Being a not common phenomenon, mainly those related to the Sun, Eclipses have produced all kind of popular beliefs through millennia. Even in our times, those old myths still cause fears and concerns in some people. While some communities perceive solar eclipses as a fearsome moment that will bring negative changes, others see it as a natural event that deserves respect and that we should admire without concern if can watch one.

For some societies of the American continent those beliefs have their roots in the pre-Hispanic cultures, but with today’s technology, this information continues to cross borders. At present, in some regions of North America that were not part of the territorial range of the indigenous peoples that formed the old Mesoamerica, many types of rumors are heard, but the lack of knowledge about their origin, are considered “modern misunderstandings.”

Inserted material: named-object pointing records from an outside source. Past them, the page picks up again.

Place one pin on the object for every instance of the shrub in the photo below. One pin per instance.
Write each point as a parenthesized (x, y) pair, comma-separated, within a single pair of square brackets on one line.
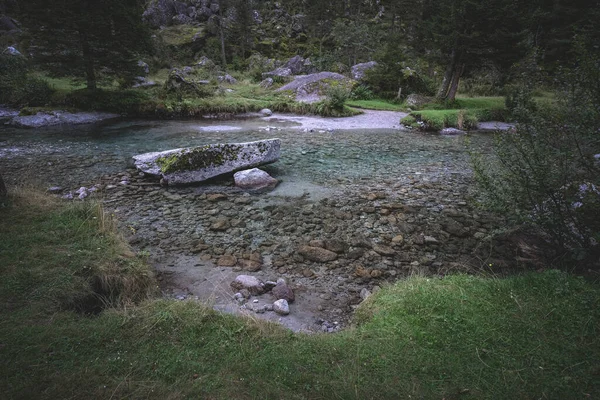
[(361, 92), (19, 89), (546, 171), (336, 96)]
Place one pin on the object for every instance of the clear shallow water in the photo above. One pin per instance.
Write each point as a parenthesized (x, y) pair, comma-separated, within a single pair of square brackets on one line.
[(320, 157)]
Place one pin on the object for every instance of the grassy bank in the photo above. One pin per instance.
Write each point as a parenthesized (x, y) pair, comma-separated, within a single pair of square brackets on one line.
[(533, 336), (464, 113), (154, 102)]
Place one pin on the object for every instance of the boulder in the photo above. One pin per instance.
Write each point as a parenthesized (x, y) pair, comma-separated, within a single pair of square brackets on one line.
[(359, 70), (178, 81), (197, 164), (254, 179), (281, 72), (7, 114), (8, 24), (295, 65), (227, 79), (317, 254), (281, 307), (159, 13), (251, 283), (12, 51), (267, 83), (283, 291), (140, 81), (205, 62)]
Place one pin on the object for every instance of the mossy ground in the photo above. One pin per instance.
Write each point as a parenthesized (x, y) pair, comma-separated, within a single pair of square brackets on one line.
[(529, 336)]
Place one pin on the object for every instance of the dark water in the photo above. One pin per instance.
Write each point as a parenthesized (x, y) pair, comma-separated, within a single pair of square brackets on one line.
[(66, 155)]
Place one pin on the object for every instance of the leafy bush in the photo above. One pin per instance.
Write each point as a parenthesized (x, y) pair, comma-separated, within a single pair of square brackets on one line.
[(121, 101), (546, 171), (19, 89), (361, 92), (336, 96)]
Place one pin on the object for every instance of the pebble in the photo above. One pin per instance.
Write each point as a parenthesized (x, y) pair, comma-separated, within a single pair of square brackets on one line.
[(281, 307)]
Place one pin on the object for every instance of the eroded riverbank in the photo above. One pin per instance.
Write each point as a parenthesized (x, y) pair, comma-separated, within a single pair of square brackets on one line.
[(389, 203)]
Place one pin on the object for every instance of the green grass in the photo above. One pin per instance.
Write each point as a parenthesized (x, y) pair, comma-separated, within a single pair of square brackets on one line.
[(381, 105), (530, 336), (463, 113)]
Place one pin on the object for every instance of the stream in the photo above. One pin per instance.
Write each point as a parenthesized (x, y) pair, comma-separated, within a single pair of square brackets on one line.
[(394, 203)]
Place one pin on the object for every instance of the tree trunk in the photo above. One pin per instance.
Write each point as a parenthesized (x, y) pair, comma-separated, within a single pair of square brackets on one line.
[(454, 85), (443, 91), (88, 60), (3, 191), (222, 37)]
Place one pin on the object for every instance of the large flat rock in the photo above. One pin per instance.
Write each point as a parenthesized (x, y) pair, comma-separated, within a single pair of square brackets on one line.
[(197, 164)]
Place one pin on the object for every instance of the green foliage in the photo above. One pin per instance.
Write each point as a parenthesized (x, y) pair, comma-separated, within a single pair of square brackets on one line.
[(121, 101), (463, 113), (17, 87), (361, 92), (336, 95), (545, 171), (89, 39)]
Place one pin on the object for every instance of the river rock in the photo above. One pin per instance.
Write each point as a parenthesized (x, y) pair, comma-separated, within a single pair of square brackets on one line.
[(254, 179), (317, 254), (359, 70), (281, 307), (197, 164), (283, 291), (383, 250), (251, 283), (452, 132)]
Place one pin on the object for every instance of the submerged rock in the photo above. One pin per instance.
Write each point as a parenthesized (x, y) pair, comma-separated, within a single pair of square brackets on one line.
[(254, 179), (281, 307), (251, 283), (317, 254), (197, 164), (359, 70)]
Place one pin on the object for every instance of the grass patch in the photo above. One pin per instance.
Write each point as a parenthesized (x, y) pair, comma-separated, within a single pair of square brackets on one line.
[(380, 105), (530, 336), (463, 113)]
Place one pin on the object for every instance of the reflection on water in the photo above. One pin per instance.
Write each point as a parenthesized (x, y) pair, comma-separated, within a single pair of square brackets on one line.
[(320, 157)]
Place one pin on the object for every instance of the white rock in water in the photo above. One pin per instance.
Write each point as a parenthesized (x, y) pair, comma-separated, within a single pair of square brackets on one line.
[(254, 179), (251, 283), (197, 164), (281, 307)]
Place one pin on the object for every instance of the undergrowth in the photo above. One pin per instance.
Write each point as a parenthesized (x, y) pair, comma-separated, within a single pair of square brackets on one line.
[(530, 336)]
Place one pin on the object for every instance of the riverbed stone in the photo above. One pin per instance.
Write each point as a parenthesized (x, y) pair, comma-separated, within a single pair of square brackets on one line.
[(197, 164), (254, 179), (283, 291), (227, 260), (317, 254), (251, 283), (220, 225), (281, 307), (383, 250)]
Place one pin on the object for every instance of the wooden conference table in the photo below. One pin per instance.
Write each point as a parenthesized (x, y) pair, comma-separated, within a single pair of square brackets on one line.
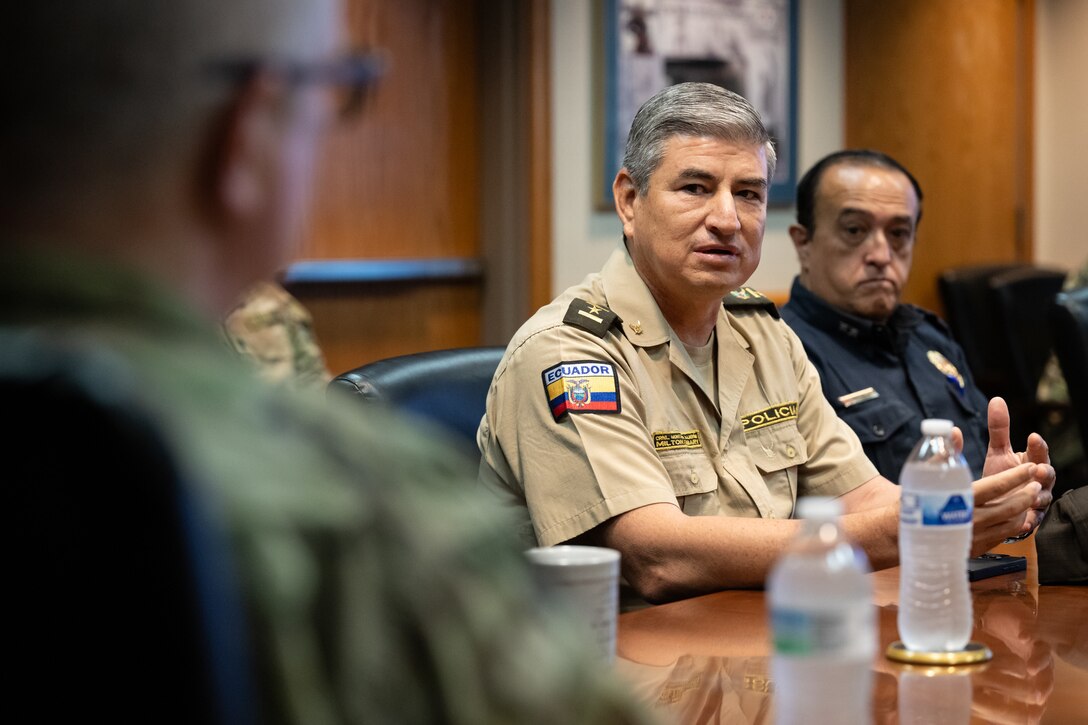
[(707, 659)]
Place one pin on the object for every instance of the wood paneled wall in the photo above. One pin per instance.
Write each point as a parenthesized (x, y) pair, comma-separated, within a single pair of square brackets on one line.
[(449, 161), (946, 86)]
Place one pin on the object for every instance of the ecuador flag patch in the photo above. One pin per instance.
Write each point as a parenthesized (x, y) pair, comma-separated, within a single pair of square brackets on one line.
[(581, 386)]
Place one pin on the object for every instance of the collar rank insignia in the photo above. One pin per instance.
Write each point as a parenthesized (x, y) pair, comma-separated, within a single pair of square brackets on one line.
[(947, 369), (749, 298), (592, 318)]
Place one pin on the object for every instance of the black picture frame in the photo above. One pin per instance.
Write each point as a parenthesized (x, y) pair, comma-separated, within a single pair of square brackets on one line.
[(746, 46)]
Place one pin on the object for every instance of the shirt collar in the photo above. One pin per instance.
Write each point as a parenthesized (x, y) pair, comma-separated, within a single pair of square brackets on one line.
[(840, 323), (629, 297)]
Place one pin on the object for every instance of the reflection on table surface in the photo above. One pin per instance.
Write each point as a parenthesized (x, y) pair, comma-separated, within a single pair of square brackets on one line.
[(707, 660)]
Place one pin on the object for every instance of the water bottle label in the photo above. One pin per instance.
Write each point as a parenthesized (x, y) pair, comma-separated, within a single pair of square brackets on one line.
[(810, 633), (937, 508)]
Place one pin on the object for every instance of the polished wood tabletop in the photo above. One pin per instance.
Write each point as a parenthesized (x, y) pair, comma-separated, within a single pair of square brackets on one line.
[(707, 659)]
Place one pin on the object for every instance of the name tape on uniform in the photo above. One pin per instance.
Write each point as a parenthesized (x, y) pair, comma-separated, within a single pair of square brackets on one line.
[(774, 415)]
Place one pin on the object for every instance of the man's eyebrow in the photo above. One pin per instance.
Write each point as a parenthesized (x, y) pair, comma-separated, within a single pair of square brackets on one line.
[(755, 181), (701, 174), (845, 211)]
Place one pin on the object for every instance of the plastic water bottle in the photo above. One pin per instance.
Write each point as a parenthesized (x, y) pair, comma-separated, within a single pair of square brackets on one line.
[(935, 525), (824, 623)]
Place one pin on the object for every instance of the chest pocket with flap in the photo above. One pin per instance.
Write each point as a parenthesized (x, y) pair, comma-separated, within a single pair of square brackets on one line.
[(694, 481)]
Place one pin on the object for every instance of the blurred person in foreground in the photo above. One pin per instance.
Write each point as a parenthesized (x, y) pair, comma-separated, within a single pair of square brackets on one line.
[(884, 365), (157, 160), (662, 408)]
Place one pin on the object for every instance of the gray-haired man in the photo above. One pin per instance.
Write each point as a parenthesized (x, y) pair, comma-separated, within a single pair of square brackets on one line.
[(662, 408)]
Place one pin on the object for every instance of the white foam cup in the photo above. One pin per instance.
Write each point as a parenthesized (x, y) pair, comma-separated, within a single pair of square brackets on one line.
[(585, 578)]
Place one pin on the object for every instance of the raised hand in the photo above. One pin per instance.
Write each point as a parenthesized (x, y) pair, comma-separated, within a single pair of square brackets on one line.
[(1001, 456), (1003, 503)]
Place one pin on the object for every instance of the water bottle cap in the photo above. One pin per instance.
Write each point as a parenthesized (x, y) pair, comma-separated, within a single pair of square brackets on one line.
[(821, 507), (936, 427)]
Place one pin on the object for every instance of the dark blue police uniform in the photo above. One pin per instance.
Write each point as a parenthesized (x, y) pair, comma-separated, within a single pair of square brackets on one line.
[(885, 378)]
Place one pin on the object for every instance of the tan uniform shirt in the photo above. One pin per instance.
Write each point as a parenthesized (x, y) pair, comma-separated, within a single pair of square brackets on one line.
[(580, 428)]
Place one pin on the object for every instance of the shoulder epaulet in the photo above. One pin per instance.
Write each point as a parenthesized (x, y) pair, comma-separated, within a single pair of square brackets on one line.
[(746, 297), (591, 318)]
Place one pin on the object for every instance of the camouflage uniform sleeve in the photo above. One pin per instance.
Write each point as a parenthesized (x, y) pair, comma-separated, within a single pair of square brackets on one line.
[(435, 610)]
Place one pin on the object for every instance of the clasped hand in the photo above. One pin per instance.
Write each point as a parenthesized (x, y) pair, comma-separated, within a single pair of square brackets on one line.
[(1015, 490)]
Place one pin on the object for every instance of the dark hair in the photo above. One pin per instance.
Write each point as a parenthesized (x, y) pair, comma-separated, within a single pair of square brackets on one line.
[(857, 157)]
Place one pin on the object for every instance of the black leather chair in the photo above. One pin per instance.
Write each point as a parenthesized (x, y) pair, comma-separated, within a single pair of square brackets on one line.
[(968, 307), (446, 386), (120, 603), (1022, 302), (1068, 317)]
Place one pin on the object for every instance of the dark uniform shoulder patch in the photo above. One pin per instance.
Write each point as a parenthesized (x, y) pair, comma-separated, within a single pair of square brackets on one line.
[(749, 298), (591, 318)]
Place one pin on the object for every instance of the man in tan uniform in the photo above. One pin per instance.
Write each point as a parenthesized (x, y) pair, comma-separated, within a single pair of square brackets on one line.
[(639, 412)]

Vikings, Koreans, Africans, Vietnamese, among many other natives also had their particular interpretation of the solar eclipses, but not all of these assumptions were able to stay alive over the years.

Vikings, Koreans, Africans, among many other natives also had their particular interpretation of the solar eclipses.

Early civilizations believed that solar eclipses were related to apocalypses since there was an idea that it was a battle between the Sun and the Moon, or even that some evil animal form attacked the stars. It is not strange that during those times people created unimaginable explanations, especially when they firmly believed in their deities and the evil forces.

A solar eclipse was seen as a combat where there was a strange creature that wanted to devour the Sun. If it succeeded, humanity would be destroyed with fatal diseases. Then, to scare off the attacker and avoid a catastrophe, Otomies, Yaquis and Mayans used to make noises with shouts and materials within their reach.

Following the Otomí thought, pregnant women must carry strips around the belly or metal objects to protect themselves from the effects of lunar and solar eclipses, which according to them, intervenes negatively in the embryonic development affecting the baby with malformations or Problems in their senses. Modern Mayan descendants still believe that skin spots can appear on the baby’s skin. These would be black in the case of a solar eclipse and red in the lunar one, in addition to the possibility of being born with deformed limbs.

In other cultures where pregnancy is also thought to be affected, pregnant women should wet their faces if they do not wish their children to be born with cleft lip, which would be a consequence of being “eaten by the moon.” Similarly, for them eclipses also intervene in the growth of the largest children, so they must be raised holding them in the head to ensure their growth. In spite of being old beliefs, many feel the fear that if they ignore them, their children can suffer, so they prefer to continue imitating these millennial rituals.

Myths around solar eclipse.

Incredibly, E. C. Krupp, director of the Griffith Observatory in Los Angeles, Calif., Says that the belief about pregnant women and eclipses is genuine among people, as she receives numerous calls to question the veracity of that fact.

Other types of ideas that do not relate to human health exist in some places such as Italy, where they believe that planting flowers during an eclipse will give them greater beauty.

“There is nothing mystical about a lunar or solar eclipse”.

Dr. Gloria Delgado Inglada, a specialist in Astrophysics and Ph.D. in Sciences at the National Institute of Astrophysics, Optics, and Electronics, says that there is nothing mystical about a lunar or solar eclipse, but it is a natural phenomenon where there is only one explanation. She also points out that there is no scientific evidence to support adverse conditions for babies or good outcomes for flowers and plants, so she asks people to avoid being distressed by such rumors and just respect them as part of the pre-Hispanic culture.

The only fact that is real but distorted in recent months is that during the solar eclipse of August 21 a person would lose up to two pounds in weight. The gravity force produced by the natural event will generate a slight change in the tides and the body weight of each person, but it won’t be pounds but ounces; Each of us will weigh about 1.7 ounces (48 grams) less, according to information issued by NASA. The space agency also stated that during the eclipse, the Earth will be 1.6 inches (40 millimeters) closer to the Sun due to the gravitational force, but it is not something that will change the course of the Earth nor generate any events that will endanger the human race.